The second goal is for 5% of the population to become investors in the market. It seems that this target can be reached as soon as possible, as the current percentage is already around 3.8%, mainly thanks to the increase in the number of new accounts opened in the last year and a half. As investments will continue to increase, driven by easier access – as most securities firms now allow online account opening and authentication – as well as knowledge of equity investments now endemic, an annual increase of 0.3% over the next four years is within reach to achieve this goal.
The third objective is to diversify the products in the stock market, introducing step by step options and securities futures before 2025. Since these already available VN30 futures and warrants have still attracted the interest of so many investors, even manipulation at times, it is obvious that this goal will be more difficult. Remarkably, even when a new product is launched, it is only considered a success if it is transparent and engages the interest of investors.
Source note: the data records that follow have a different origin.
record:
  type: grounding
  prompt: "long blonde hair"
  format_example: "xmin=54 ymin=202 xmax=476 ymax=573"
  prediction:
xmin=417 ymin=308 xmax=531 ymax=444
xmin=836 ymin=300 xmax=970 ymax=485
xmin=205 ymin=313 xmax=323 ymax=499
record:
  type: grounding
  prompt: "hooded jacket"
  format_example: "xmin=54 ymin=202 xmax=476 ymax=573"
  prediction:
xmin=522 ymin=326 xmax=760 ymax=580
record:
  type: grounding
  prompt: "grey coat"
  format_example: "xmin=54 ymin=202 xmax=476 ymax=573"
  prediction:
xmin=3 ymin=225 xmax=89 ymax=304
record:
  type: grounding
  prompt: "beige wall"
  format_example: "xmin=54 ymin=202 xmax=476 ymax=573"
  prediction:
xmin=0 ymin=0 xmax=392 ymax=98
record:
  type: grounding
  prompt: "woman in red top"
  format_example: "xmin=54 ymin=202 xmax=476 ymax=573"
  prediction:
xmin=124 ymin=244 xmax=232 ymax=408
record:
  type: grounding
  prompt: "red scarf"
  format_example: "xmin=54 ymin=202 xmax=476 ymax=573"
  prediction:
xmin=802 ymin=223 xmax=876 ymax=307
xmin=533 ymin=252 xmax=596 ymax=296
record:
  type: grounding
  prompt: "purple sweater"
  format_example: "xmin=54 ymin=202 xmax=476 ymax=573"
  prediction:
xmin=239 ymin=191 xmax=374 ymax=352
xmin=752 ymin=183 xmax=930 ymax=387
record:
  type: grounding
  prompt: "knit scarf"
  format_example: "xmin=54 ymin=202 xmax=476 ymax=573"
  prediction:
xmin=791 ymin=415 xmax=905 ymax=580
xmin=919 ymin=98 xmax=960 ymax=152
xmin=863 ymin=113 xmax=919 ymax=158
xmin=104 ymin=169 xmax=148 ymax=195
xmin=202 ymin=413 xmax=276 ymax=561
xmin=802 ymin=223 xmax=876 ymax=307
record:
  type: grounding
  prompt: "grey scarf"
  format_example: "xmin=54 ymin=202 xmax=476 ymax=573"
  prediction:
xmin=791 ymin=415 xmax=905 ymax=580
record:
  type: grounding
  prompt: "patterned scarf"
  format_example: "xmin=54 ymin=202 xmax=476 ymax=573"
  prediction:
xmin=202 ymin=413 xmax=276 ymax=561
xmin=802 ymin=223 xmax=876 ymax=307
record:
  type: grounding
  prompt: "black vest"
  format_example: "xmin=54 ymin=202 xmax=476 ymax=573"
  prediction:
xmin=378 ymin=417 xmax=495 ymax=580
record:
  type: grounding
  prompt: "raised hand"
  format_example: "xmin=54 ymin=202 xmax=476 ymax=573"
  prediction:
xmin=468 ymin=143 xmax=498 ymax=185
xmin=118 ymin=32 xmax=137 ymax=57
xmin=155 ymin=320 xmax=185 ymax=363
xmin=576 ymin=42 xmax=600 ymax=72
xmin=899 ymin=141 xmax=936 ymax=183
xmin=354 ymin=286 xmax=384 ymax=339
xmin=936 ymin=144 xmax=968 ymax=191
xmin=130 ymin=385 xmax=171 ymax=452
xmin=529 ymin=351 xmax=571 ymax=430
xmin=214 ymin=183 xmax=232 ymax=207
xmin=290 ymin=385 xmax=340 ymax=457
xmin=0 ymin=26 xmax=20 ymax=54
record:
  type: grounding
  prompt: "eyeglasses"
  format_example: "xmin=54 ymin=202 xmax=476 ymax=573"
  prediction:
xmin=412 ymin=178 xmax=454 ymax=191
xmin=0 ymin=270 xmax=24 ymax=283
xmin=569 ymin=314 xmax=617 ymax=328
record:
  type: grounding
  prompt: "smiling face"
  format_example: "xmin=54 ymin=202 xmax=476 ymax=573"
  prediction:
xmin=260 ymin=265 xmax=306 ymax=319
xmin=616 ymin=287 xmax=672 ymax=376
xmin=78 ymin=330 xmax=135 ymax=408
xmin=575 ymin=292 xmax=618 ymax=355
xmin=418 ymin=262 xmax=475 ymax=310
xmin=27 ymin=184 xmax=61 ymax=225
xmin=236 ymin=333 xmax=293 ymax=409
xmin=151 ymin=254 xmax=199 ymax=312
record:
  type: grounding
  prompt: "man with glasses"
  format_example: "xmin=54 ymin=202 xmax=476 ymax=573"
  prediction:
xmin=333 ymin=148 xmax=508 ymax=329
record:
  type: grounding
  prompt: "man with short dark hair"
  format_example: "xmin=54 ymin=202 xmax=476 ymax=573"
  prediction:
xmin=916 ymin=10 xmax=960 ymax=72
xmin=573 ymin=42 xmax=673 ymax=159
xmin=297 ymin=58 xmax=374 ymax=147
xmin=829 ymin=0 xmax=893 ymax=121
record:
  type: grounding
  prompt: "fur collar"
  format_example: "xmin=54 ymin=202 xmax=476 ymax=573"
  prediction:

As mentioned earlier, transparency is the most important condition for the market to develop sustainably in the long term. This is because, even with a larger portion of the population involved, if the market does not protect the interests of investors, many of them will certainly feel disappointed and disheartened, and will seek to opt out of this channel. investment, which has already happened for 13 years. since. In this case, even if the number of accounts is statistically impressive, the number of really active investors will only be a small percentage, which doesn’t mean much anymore.
That is why improving openness and transparency is mentioned in the overall goal, and the fourth goal requires that corporate governance in listed companies in Vietnam reach the average level of ASEAN- 6. However, this goal is considered quite modest, and it is still unclear how it will be evaluated. In fact, the key remains to minimize insider trading and market manipulation by imposing stricter penalties against violations related to such activities for the sake of retail investors.
The fifth goal sets out the task of transforming the Vietnam stock market into an emerging market by 2025. It is also what investors look forward to the most, because when successful, it will attract a huge amount of fund capital. investment and will take the home market to the next level. So far, a number of organizations have predicted that Vietnam will soon be promoted to status within the next two years.
Last but not least, the two remaining objectives aim to develop the insurance market: 15% of the population is covered by life insurance and the average premium income is 3.5% of GDP by 2025. In 2020, only nearly 11% of the Vietnamese population purchased a life insurance plan and the average premium income was only 3% of GDP, far less than in other countries in the region. However, given the increase in per capita income and the ease of access created by new products such as bancassurance distributed through the banking network, this target could also be achieved soon.
More importantly, once the insurance market is developed, it will indirectly promote the growth of the bond market, as the capital of insurance companies is now mainly concentrated in safe investment channels, government bonds. , for example.
Apparently, if serious efforts are made to achieve all of the above goals, the prospects for the future development of the stock market are really bright in the times to come. However, challenges will certainly emerge and hamper the achievement of these goals, the most difficult issues of which relate to macroeconomic balance and stability. In an unstable economy, it is virtually impossible to foster an efficient and sustainable financial market.